Bearings are angles from compass directions. (Jupiterimages/Comstock/Getty Images)

Specifying a direction is required in many situations, particularly in the nautical world. One of the ways to specify a direction is to state its bearing. More to the point, bearings are a way of expressing angles. Trigonometry is the branch of mathematics that deals with angles. In trigonometry, there are two primary ways of specifying a bearing, a true bearing and a conventional bearing. Converting from both kinds of bearings to an angle is simple and can make deciphering a direction easy.

Compass Direction

The four primary compass directions are north, west, east and south.

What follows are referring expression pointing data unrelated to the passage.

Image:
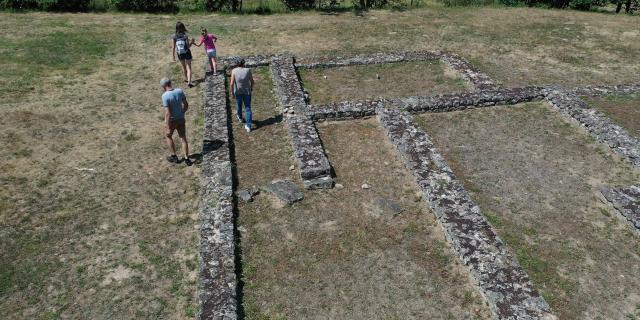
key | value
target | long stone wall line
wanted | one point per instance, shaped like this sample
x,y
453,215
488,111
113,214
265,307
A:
x,y
595,91
363,59
218,283
479,80
314,166
596,123
250,61
499,276
346,110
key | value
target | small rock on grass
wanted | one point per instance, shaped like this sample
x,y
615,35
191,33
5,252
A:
x,y
285,190
245,195
388,206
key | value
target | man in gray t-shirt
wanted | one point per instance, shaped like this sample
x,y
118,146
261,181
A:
x,y
174,103
241,87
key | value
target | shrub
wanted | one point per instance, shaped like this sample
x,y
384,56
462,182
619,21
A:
x,y
48,5
146,5
467,3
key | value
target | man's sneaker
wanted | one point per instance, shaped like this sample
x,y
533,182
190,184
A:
x,y
172,159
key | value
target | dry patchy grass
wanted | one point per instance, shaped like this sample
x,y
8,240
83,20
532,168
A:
x,y
80,91
334,254
537,180
622,109
395,80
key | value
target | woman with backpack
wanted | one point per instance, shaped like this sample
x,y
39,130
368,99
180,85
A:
x,y
181,46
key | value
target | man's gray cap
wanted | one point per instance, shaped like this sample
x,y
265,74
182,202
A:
x,y
165,82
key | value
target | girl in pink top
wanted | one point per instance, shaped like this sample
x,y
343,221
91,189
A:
x,y
209,41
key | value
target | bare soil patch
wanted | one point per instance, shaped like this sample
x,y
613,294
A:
x,y
336,254
536,177
382,80
622,109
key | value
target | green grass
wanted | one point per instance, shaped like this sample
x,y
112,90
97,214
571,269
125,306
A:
x,y
69,53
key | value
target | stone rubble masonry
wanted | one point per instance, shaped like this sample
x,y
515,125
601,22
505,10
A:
x,y
627,201
250,61
288,90
597,124
314,166
363,59
218,283
595,91
499,276
417,104
479,80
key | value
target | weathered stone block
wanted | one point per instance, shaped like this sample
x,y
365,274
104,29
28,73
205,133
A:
x,y
499,276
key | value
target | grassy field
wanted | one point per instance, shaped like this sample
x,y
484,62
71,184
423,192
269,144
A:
x,y
537,179
622,109
95,224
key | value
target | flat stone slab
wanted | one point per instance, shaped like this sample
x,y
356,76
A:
x,y
505,285
597,124
285,190
627,201
387,206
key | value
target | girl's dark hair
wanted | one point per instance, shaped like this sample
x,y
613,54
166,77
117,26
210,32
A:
x,y
180,28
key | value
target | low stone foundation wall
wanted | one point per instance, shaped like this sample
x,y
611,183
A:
x,y
597,124
466,100
314,166
499,276
479,80
288,90
606,90
363,59
218,283
626,201
347,110
250,61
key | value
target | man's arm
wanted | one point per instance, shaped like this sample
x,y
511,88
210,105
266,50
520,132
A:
x,y
185,103
173,48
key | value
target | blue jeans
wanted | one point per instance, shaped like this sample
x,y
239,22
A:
x,y
246,99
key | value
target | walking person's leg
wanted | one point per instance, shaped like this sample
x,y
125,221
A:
x,y
247,109
182,133
239,107
168,138
183,63
188,65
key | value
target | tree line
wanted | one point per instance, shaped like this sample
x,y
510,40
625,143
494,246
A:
x,y
236,5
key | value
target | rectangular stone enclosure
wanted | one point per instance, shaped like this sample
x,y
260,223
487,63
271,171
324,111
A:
x,y
496,272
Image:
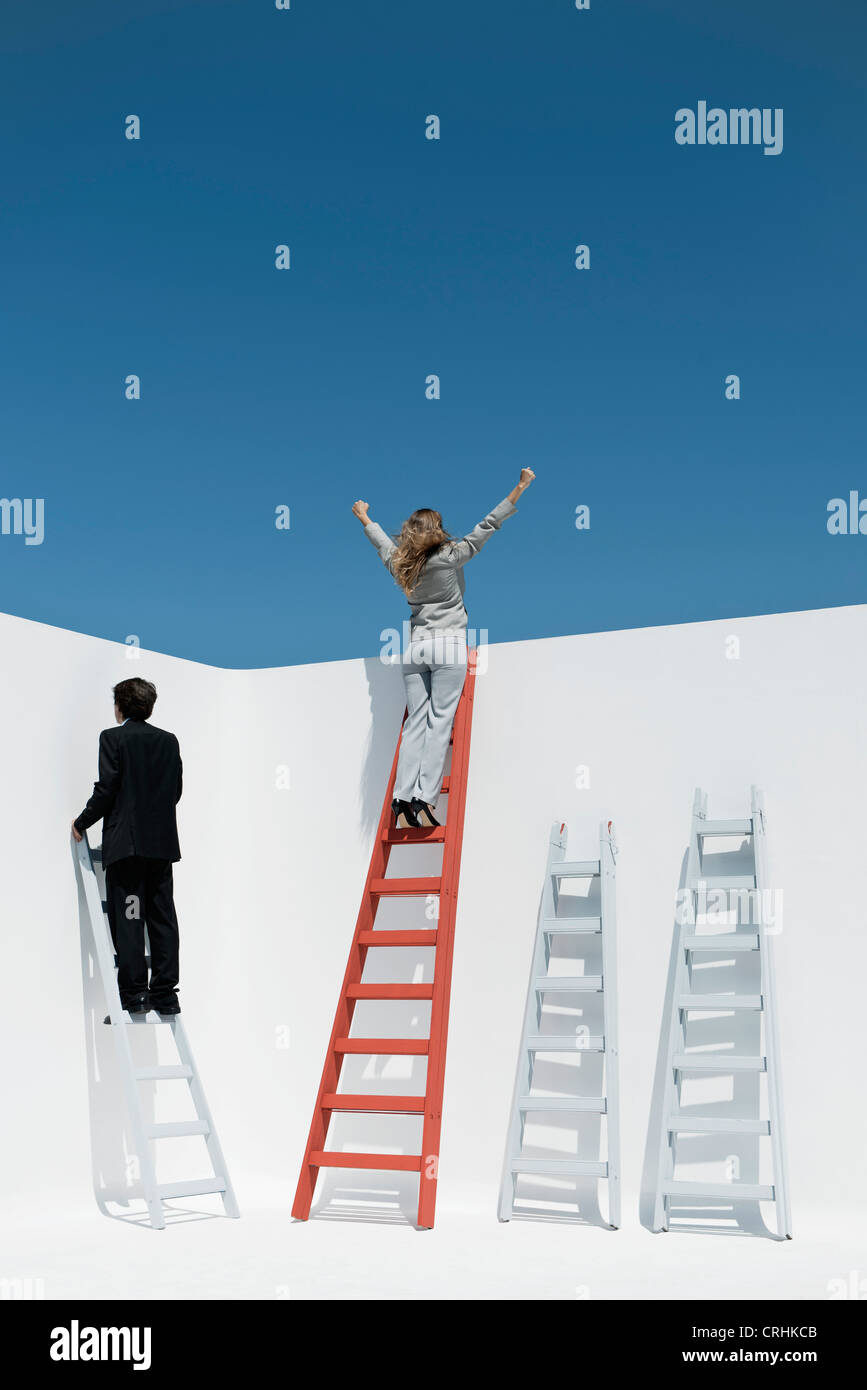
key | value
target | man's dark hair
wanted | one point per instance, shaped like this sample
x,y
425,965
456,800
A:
x,y
135,698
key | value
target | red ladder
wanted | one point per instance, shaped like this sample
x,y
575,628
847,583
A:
x,y
442,937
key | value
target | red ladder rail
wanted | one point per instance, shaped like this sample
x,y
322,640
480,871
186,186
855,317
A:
x,y
377,887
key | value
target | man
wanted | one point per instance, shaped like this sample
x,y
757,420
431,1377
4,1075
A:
x,y
139,786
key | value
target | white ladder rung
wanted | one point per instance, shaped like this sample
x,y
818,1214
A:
x,y
192,1187
575,869
716,1125
560,1166
163,1073
566,926
564,1043
723,941
725,1191
716,1062
727,881
725,827
550,1104
720,1001
178,1129
567,983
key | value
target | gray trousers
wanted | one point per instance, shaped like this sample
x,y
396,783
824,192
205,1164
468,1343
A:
x,y
434,670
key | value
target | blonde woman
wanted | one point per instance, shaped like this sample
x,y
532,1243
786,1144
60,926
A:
x,y
428,565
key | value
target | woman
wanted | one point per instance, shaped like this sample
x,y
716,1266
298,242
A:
x,y
428,565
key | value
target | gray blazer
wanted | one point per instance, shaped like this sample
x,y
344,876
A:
x,y
438,598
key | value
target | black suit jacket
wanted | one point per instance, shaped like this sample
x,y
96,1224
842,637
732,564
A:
x,y
139,784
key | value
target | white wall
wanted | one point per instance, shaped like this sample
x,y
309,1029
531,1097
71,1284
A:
x,y
270,880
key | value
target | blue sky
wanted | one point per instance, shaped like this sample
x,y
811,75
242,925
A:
x,y
409,256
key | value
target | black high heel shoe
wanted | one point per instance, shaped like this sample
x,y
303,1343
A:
x,y
405,815
424,815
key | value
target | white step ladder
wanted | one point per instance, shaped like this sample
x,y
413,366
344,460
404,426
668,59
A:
x,y
527,1100
727,1032
141,1132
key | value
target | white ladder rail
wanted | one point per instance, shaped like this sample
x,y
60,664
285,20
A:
x,y
152,1193
104,958
532,1041
688,941
607,856
667,1141
556,852
771,1037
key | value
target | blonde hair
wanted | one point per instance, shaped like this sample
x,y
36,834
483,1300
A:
x,y
420,535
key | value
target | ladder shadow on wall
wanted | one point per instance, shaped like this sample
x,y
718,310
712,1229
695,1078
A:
x,y
114,1171
735,1096
375,1196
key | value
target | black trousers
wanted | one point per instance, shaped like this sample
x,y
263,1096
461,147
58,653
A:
x,y
139,893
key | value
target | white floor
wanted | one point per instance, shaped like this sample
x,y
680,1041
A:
x,y
468,1255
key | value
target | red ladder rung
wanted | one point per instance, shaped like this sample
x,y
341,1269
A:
x,y
416,836
398,938
399,1162
405,887
389,991
399,1104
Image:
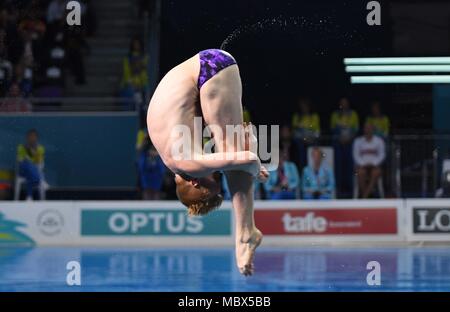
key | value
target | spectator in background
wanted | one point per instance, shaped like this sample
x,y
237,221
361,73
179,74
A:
x,y
289,146
151,171
247,117
14,102
30,158
380,122
306,128
283,182
344,126
135,77
369,154
318,178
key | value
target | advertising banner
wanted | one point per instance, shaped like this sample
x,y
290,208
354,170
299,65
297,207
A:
x,y
342,220
428,220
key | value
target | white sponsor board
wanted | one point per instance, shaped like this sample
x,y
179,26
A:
x,y
38,223
428,219
115,223
165,223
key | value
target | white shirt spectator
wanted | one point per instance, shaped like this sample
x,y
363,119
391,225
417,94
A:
x,y
368,152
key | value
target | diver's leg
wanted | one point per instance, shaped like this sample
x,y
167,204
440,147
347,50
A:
x,y
220,99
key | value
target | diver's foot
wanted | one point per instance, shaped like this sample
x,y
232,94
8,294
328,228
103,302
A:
x,y
245,251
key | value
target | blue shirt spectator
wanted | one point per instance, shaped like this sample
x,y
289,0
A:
x,y
151,172
283,182
318,178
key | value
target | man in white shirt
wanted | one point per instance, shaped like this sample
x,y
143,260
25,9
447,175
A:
x,y
368,155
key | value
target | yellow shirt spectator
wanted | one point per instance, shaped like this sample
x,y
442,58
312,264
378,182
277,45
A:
x,y
306,125
36,155
345,121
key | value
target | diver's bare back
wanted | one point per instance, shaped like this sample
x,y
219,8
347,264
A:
x,y
172,104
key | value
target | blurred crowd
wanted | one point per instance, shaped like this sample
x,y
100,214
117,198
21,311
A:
x,y
38,50
348,164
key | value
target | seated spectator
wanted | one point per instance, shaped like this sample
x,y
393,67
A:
x,y
30,158
317,178
380,122
344,126
283,182
14,102
151,171
289,145
6,179
247,117
368,154
306,128
135,77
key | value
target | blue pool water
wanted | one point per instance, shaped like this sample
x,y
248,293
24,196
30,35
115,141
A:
x,y
209,269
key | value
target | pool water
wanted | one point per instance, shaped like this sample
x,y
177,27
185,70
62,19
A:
x,y
213,269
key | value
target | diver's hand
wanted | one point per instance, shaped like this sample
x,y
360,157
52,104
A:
x,y
250,140
263,174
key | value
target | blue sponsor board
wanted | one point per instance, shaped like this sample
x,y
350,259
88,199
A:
x,y
152,222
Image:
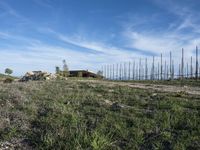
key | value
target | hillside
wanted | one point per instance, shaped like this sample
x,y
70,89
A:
x,y
78,114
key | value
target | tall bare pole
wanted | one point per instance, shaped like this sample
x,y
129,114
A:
x,y
182,64
107,71
172,69
129,70
197,62
191,68
153,69
113,71
170,65
165,70
117,72
140,69
125,71
161,68
146,69
134,70
158,71
187,71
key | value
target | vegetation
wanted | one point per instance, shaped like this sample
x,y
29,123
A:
x,y
80,115
8,71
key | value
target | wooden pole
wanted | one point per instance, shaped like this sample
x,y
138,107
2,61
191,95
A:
x,y
134,70
191,69
182,65
117,72
161,68
129,70
196,62
153,69
140,69
146,69
170,65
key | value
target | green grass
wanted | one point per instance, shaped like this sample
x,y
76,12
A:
x,y
74,115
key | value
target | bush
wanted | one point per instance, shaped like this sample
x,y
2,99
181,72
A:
x,y
8,80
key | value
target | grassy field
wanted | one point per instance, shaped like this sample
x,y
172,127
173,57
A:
x,y
80,115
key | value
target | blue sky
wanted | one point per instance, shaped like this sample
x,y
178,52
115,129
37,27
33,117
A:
x,y
38,34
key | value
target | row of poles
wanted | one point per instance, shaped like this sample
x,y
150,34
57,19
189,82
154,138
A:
x,y
160,70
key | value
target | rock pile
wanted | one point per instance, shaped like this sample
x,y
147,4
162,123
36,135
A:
x,y
37,75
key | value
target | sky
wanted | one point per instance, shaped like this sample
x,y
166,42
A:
x,y
39,34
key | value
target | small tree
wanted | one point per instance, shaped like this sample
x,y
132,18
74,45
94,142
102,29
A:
x,y
8,71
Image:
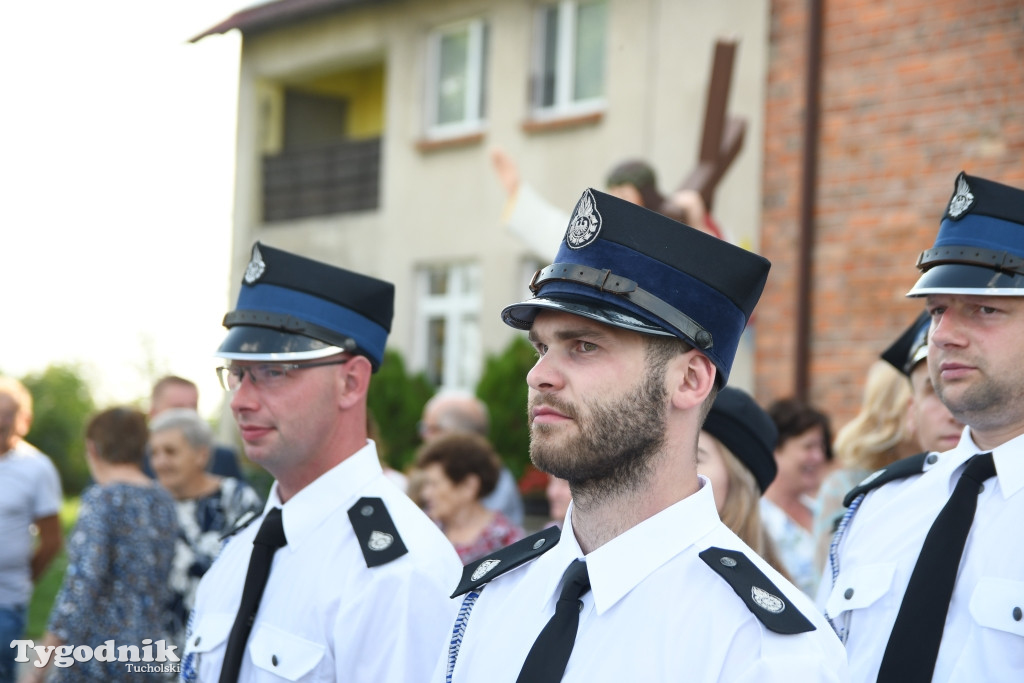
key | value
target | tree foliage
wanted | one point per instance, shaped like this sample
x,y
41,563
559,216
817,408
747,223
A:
x,y
395,401
503,388
62,406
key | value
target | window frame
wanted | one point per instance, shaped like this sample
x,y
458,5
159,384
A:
x,y
564,104
474,103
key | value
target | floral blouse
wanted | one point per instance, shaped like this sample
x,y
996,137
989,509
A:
x,y
203,523
497,535
116,586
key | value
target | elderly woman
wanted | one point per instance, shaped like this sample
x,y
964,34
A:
x,y
208,506
119,554
458,471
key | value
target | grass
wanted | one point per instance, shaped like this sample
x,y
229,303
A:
x,y
49,584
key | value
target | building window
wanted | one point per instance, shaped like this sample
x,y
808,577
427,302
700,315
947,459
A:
x,y
457,79
568,68
448,345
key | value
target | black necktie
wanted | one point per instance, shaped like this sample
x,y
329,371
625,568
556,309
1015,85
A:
x,y
913,645
550,653
269,538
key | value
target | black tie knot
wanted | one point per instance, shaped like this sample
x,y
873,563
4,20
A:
x,y
577,582
980,467
271,531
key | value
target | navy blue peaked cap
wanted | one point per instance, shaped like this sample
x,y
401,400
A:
x,y
911,346
747,430
625,265
980,246
294,308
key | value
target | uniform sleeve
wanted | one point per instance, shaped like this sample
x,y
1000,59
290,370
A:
x,y
403,620
88,564
536,221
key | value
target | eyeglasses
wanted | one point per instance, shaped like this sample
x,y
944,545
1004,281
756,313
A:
x,y
267,375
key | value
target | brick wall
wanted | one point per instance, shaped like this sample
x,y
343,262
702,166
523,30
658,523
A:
x,y
911,92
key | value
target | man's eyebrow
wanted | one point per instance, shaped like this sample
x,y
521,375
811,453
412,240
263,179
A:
x,y
590,332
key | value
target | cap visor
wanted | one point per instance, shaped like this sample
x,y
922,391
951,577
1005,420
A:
x,y
962,279
251,343
520,315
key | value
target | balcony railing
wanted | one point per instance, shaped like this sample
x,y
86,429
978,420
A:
x,y
340,177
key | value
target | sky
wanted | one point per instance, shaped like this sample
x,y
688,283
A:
x,y
117,156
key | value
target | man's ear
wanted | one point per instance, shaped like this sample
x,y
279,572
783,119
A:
x,y
353,381
691,377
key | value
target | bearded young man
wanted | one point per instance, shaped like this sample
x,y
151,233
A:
x,y
927,567
635,325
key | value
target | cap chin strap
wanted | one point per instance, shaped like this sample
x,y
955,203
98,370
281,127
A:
x,y
289,324
605,281
987,258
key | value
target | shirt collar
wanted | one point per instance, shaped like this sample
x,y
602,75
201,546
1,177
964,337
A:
x,y
335,488
1008,458
620,565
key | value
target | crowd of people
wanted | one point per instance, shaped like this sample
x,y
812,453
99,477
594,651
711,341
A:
x,y
692,532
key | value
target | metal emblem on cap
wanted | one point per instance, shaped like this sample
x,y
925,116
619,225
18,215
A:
x,y
256,266
380,541
586,222
963,200
485,566
766,600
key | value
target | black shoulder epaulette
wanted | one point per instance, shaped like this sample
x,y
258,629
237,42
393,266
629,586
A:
x,y
901,469
760,595
479,571
244,520
378,537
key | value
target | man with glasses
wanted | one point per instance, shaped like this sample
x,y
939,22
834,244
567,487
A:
x,y
343,578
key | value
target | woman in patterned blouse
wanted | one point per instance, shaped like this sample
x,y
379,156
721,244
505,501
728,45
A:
x,y
458,471
208,506
119,556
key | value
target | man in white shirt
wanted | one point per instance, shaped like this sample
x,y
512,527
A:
x,y
636,326
30,495
973,286
358,575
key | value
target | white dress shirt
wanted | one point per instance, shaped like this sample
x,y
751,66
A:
x,y
325,615
655,612
983,639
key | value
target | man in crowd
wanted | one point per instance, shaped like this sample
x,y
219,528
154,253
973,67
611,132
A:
x,y
30,496
357,590
636,326
928,568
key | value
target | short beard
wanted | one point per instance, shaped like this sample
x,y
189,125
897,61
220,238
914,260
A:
x,y
616,441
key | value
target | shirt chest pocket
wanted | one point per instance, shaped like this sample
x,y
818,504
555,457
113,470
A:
x,y
859,588
283,654
998,603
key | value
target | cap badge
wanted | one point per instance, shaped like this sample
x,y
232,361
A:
x,y
585,224
256,266
766,600
963,200
485,566
380,541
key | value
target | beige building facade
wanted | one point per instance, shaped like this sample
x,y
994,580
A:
x,y
365,130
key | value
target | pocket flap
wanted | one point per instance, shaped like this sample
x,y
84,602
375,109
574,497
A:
x,y
998,603
859,588
284,653
209,632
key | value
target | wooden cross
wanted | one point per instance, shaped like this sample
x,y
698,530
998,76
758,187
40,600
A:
x,y
722,137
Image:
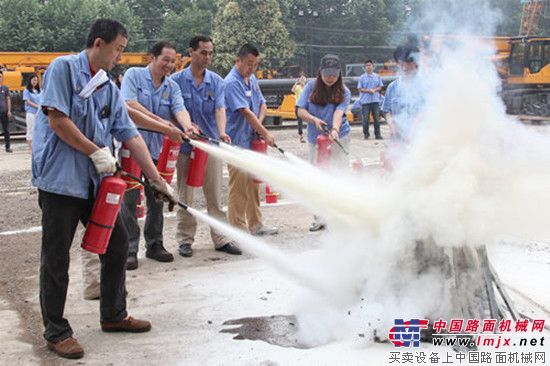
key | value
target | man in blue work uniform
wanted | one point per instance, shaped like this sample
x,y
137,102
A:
x,y
246,110
401,101
369,87
75,152
150,90
203,93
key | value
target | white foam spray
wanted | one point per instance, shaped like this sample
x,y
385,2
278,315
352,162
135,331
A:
x,y
470,175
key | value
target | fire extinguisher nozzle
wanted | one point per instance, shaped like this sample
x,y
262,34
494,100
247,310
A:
x,y
278,148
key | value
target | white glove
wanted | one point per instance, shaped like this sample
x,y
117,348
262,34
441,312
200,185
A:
x,y
163,192
103,161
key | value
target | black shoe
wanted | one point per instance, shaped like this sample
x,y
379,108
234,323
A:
x,y
316,226
158,253
230,248
131,262
185,250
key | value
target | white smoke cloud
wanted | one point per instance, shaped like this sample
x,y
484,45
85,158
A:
x,y
469,176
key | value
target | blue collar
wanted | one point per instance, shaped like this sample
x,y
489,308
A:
x,y
150,78
84,64
189,76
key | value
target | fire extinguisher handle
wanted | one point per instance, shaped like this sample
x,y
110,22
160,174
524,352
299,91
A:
x,y
119,171
278,148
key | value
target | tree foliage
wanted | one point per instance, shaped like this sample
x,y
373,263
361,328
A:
x,y
291,32
193,18
257,21
20,26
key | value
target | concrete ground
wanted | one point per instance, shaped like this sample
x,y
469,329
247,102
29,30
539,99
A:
x,y
211,309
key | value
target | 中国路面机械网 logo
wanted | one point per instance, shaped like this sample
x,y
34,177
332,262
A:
x,y
407,333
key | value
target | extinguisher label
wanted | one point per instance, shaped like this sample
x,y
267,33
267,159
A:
x,y
112,198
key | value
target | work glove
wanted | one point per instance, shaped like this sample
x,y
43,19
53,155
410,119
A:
x,y
163,192
103,161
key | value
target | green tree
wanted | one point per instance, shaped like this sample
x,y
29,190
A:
x,y
257,21
68,22
20,26
194,18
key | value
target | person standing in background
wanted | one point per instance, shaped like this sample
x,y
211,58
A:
x,y
203,94
246,110
31,97
369,87
152,92
5,111
297,89
323,106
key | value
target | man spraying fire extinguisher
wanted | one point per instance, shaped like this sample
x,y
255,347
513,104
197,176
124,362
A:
x,y
81,113
150,91
203,93
245,110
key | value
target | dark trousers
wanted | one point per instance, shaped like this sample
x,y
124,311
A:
x,y
300,122
366,110
5,128
60,217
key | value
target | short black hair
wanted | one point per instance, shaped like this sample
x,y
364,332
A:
x,y
194,42
29,85
405,53
107,30
248,49
157,48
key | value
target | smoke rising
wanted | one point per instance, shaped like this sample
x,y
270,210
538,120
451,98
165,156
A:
x,y
468,175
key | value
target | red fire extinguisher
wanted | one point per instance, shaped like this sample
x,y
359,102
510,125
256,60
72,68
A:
x,y
168,158
259,146
104,214
323,150
140,207
130,166
197,167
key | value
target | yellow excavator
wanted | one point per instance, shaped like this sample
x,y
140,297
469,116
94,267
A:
x,y
18,67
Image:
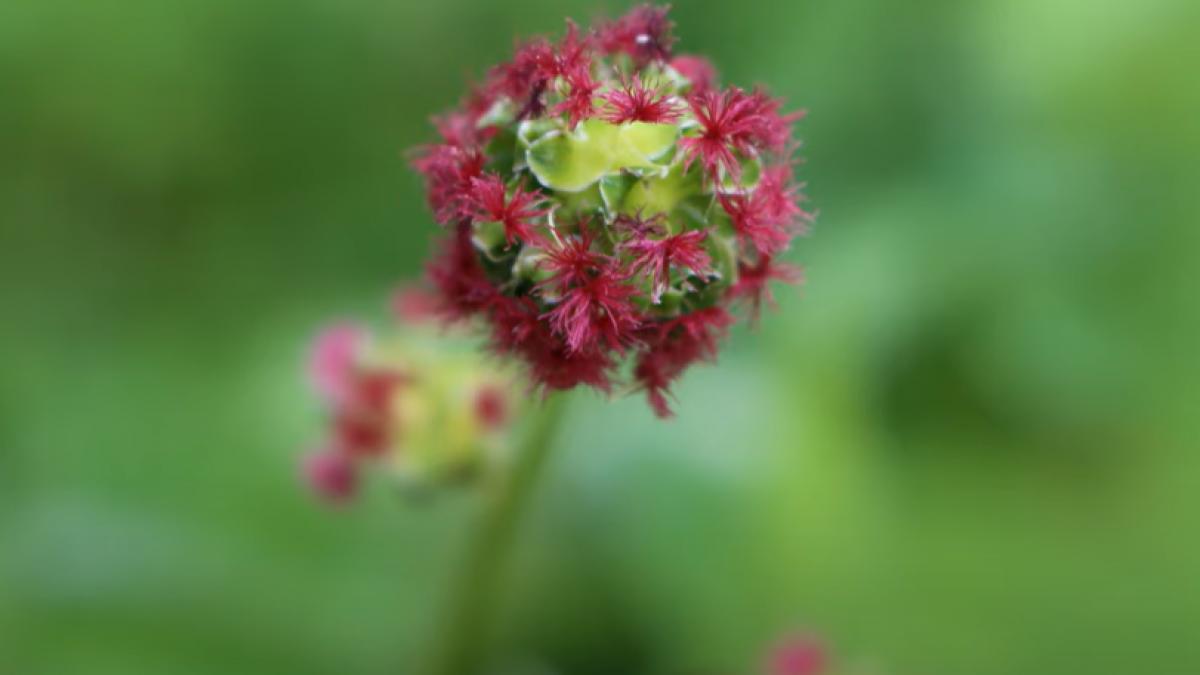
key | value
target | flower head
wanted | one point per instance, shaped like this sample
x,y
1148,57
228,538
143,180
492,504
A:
x,y
607,201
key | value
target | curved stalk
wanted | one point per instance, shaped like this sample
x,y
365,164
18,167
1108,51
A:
x,y
466,629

Each corresponds to an angle. North corresponds to 0 degrees, east is 90 degrees, south is 180 degrees and west is 270 degrees. When it comes to specifying a bearing, north corresponds to the direction that is forward of the current position. In mathematics, north is usually specified as up.

True Bearings

A true bearing is a single number. It is specified as an angle from north. From the direction forward or up, rotate clockwise the specified number of degrees. For a line that is terminated by two points A and B, each point has a true bearing ascribed to it. By placing a vertical line at each point, and counting the degrees from the vertical line clockwise to the drawn line, the bearing of each point can be determined. For a straight line, one point's bearing will be 360 minus the other point's bearing.

Conventional Bearings

A conventional bearing gives three pieces of information: north or south, specifying from which direction the bearing starts; a number specifying the number of degrees; and either west or east, specifying the direction from north or south the direction is. For example, S30W means that the direction is 30 degrees clockwise from south. N40W means 40 degrees counterclockwise from north. For a conventional bearing, there are usually two interchangeable bearings, one for north and one for south. It is a simple case of changing north to south or vice versa, and replacing the angle with 180 minus the angle. In the previous example of S30W, the bearing could also be written as N150W.

Converting Bearings

To convert from a true bearing to a conventional bearing, first determine which of north or south the bearing is closer to. Then determine the number of degrees from that direction the bearing is placed. Finally note to which side, west or east, the bearing is. For example, a true bearing of 190 degrees is -12.2 degrees Crom south in the direction of west. The conventional bearing is then S10W. To go back, just count the degrees from north in the clockwise direction.

Conversion to a Mathematical Angle

One can also convert a bearing to a mathematical angle. A mathematical angle counts degrees counterclockwise from the positive x direction. This is the angle that is used in sine or cosine calculations. To covert to a mathematical angle, start with a true bearing. Then subtract it from 90. A true bearing of 50 degrees is a mathematical angle of 90 - 50 = 40 degrees. A true bearing of 105 degrees is an angle of 90 - 105 = -15 degrees.